Biodiversity loss from climate change and other environmental destruction is bad for humans too. Because parasites have the power to alter the flow of energy in ecosystems and drive the evolution of plants and animals, parasite extinction will have lasting and far-reaching consequences for biodiversity, and subsequently for humans.

How to save the parasites

Like Tommy Lee Jones and Will Smith after the Arquillian Galaxy fell into the hands of the “Bug,” we need to act fast to make up for lost time. And now we have a plan.

A newly published special issue on parasite conservation lays out a 10-year plan towards saving parasites. Central to that plan is leveraging conservation momentum and research to understand host species and learn more about their associated parasites.

We know a lot about human parasites or parasites that harm human wellbeing through their impact on livestock and crops, but we do not want to protect those harmful species from extinction. The ones we do want to save are parasites of wildlife that don’t impact human wellbeing or the survival of threatened wildlife hosts. Millions of wildlife parasites exist and might be threatened by global change, but most of these parasite species have yet to be described by science. This lack of knowledge is the greatest challenge to parasite conservation currently.

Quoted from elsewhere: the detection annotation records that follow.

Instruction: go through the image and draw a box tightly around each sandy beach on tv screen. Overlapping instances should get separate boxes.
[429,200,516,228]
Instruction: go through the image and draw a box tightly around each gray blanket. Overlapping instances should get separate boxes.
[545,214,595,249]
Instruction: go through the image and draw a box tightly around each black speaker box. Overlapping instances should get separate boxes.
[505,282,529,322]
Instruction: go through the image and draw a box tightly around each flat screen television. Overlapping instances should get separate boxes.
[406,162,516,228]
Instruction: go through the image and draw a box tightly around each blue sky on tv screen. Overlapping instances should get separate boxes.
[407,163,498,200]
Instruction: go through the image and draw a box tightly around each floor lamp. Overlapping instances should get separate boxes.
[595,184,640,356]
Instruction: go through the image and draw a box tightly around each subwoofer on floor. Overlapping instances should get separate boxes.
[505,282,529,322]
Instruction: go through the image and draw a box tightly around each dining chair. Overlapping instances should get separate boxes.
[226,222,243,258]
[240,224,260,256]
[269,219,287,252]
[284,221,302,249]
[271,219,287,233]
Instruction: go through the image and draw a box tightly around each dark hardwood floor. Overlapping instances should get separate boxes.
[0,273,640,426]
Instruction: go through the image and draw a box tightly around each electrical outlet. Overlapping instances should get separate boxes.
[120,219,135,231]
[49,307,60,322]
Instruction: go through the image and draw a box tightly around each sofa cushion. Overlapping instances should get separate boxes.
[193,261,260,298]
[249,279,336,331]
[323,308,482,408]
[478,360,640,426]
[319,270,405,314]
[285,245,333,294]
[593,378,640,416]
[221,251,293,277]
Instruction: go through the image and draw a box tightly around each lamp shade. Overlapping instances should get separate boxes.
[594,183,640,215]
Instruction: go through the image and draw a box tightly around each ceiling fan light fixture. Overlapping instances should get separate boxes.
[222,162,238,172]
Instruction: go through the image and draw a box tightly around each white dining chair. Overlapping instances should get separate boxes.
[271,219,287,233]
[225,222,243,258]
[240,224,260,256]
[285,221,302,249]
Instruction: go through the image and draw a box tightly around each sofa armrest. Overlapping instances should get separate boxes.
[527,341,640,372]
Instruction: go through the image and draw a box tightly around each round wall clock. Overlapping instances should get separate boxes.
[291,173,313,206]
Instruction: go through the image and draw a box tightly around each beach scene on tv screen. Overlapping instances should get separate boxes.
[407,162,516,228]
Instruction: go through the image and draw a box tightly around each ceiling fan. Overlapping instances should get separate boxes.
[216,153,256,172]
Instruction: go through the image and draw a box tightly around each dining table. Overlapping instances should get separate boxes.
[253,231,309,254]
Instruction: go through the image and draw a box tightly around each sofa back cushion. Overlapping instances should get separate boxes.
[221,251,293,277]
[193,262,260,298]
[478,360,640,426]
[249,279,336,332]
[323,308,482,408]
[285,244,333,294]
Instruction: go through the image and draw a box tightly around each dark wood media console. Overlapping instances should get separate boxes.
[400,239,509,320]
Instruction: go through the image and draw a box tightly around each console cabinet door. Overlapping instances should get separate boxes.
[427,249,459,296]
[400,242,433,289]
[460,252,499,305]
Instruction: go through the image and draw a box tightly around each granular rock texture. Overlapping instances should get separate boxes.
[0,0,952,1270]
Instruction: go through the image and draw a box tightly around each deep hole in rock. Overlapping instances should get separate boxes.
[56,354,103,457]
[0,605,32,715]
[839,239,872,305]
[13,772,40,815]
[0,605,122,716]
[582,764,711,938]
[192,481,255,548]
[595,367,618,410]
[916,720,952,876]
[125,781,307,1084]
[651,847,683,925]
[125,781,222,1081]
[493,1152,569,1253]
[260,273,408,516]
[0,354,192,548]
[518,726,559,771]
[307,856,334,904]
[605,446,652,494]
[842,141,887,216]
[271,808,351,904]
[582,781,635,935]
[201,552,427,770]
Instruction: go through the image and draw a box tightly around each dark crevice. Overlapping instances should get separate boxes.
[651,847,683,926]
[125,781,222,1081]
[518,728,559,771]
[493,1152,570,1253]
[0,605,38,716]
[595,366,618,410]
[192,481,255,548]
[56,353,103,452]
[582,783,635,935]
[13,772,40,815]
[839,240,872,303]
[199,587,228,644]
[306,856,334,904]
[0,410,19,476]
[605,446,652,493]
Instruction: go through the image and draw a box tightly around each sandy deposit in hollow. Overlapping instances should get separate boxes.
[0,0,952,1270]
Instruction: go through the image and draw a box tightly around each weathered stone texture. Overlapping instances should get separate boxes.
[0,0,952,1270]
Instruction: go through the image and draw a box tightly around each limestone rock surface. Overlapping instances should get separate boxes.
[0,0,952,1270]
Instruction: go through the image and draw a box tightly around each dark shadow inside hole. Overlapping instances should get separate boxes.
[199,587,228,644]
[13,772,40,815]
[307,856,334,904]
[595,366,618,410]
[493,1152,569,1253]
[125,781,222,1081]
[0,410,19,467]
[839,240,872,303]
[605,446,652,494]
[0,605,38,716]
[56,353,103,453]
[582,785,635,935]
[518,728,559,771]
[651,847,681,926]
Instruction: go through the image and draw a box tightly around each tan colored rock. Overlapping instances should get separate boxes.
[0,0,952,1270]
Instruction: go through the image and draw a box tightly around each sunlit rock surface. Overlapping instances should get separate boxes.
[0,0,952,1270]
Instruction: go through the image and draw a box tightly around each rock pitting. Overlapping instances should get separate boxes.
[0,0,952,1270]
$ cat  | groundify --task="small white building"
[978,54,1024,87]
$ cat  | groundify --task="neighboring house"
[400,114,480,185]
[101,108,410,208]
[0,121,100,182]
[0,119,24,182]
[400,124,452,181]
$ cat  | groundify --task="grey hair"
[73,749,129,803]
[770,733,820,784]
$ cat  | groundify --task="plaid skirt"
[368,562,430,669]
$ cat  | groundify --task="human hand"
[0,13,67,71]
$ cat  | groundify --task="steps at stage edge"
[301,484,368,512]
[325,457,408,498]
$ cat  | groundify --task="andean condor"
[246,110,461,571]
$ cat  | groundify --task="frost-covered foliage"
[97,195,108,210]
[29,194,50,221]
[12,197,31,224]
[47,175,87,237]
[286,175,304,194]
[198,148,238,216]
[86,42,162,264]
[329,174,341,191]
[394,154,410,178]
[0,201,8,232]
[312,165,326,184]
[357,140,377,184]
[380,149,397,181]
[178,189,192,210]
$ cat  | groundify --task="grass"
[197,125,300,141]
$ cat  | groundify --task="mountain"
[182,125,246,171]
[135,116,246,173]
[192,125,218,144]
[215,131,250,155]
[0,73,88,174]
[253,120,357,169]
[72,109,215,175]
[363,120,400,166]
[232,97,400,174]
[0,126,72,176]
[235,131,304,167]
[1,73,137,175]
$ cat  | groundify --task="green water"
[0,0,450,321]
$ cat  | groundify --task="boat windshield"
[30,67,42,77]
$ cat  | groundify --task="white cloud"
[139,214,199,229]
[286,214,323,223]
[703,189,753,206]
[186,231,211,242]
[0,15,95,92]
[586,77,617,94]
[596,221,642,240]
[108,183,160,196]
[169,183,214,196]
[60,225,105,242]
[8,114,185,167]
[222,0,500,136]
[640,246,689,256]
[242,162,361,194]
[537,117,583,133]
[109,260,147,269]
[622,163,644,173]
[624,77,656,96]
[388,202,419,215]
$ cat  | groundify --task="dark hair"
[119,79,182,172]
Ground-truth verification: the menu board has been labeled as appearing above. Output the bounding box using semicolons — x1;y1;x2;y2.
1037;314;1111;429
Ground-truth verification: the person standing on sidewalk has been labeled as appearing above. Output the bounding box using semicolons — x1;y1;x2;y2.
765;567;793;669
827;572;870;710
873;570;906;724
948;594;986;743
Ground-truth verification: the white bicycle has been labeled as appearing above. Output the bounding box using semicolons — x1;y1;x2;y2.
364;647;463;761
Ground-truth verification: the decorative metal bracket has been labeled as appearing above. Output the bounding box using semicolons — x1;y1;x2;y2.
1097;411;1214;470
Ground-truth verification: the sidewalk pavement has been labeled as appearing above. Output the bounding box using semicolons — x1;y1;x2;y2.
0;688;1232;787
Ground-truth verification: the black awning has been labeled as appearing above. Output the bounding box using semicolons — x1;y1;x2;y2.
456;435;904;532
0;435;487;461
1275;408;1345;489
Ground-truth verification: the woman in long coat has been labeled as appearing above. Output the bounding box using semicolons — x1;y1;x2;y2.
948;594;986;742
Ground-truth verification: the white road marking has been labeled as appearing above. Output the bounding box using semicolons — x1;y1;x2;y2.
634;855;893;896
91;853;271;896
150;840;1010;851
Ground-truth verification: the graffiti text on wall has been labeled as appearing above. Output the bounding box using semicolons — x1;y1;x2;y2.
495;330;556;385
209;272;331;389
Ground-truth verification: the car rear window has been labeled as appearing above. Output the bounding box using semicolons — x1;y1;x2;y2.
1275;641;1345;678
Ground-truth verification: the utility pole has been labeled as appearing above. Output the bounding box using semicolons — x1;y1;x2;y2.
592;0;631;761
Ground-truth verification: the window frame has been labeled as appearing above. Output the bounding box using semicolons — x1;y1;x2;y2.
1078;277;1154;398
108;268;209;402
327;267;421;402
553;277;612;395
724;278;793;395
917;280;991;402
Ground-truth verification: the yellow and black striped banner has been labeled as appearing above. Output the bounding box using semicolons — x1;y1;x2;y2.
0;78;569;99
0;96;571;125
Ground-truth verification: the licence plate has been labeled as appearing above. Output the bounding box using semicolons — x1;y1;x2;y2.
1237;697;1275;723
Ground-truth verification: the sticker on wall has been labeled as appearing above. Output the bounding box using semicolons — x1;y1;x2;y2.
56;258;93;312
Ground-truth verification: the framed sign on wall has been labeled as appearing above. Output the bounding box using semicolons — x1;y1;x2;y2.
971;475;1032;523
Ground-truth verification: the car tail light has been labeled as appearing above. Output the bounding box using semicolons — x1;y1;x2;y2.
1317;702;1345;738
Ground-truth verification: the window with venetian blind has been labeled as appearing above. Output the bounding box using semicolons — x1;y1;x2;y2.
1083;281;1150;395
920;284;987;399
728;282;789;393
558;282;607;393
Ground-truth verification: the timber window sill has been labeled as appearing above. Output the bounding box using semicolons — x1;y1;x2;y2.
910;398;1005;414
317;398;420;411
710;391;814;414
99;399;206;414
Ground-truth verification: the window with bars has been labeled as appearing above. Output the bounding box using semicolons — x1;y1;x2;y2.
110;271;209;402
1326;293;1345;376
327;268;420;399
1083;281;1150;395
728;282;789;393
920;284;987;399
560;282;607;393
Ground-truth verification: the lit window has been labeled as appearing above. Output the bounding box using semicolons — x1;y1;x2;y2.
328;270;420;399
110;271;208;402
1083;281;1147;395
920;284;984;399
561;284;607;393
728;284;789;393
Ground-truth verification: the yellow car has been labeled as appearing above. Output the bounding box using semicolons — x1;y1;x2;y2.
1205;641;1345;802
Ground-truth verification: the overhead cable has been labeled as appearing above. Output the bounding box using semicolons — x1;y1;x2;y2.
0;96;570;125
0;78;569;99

A beige worm in a clear glass jar on a black background.
Scientists hope to save the parasites that don’t harm human wellbeing. One of those parasites is the species Macracanthorhynchus hirudinaceus which is usually found in pigs. Paul Fetters for the Smithsonian Institution

To build the foundational knowledge needed to carry out effective conservation strategies, we need more basic research on parasite species, which means we need more people to care about parasite conservation. More public momentum leads to more funding, more parasitologists-in-training, more research and more protected parasite species. You can show your support, or at least feed your curiosity, for parasites by visiting museums with parasite-themed exhibits, or by joining citizen science projects that help catalogue parasite diversity.

An Orion’s belt moment

I had my Orion’s belt moment in college when I took a course on parasites. I couldn’t believe I had overlooked this entire swath of life on Earth. But I realized that I simply didn’t see it until someone told me about it.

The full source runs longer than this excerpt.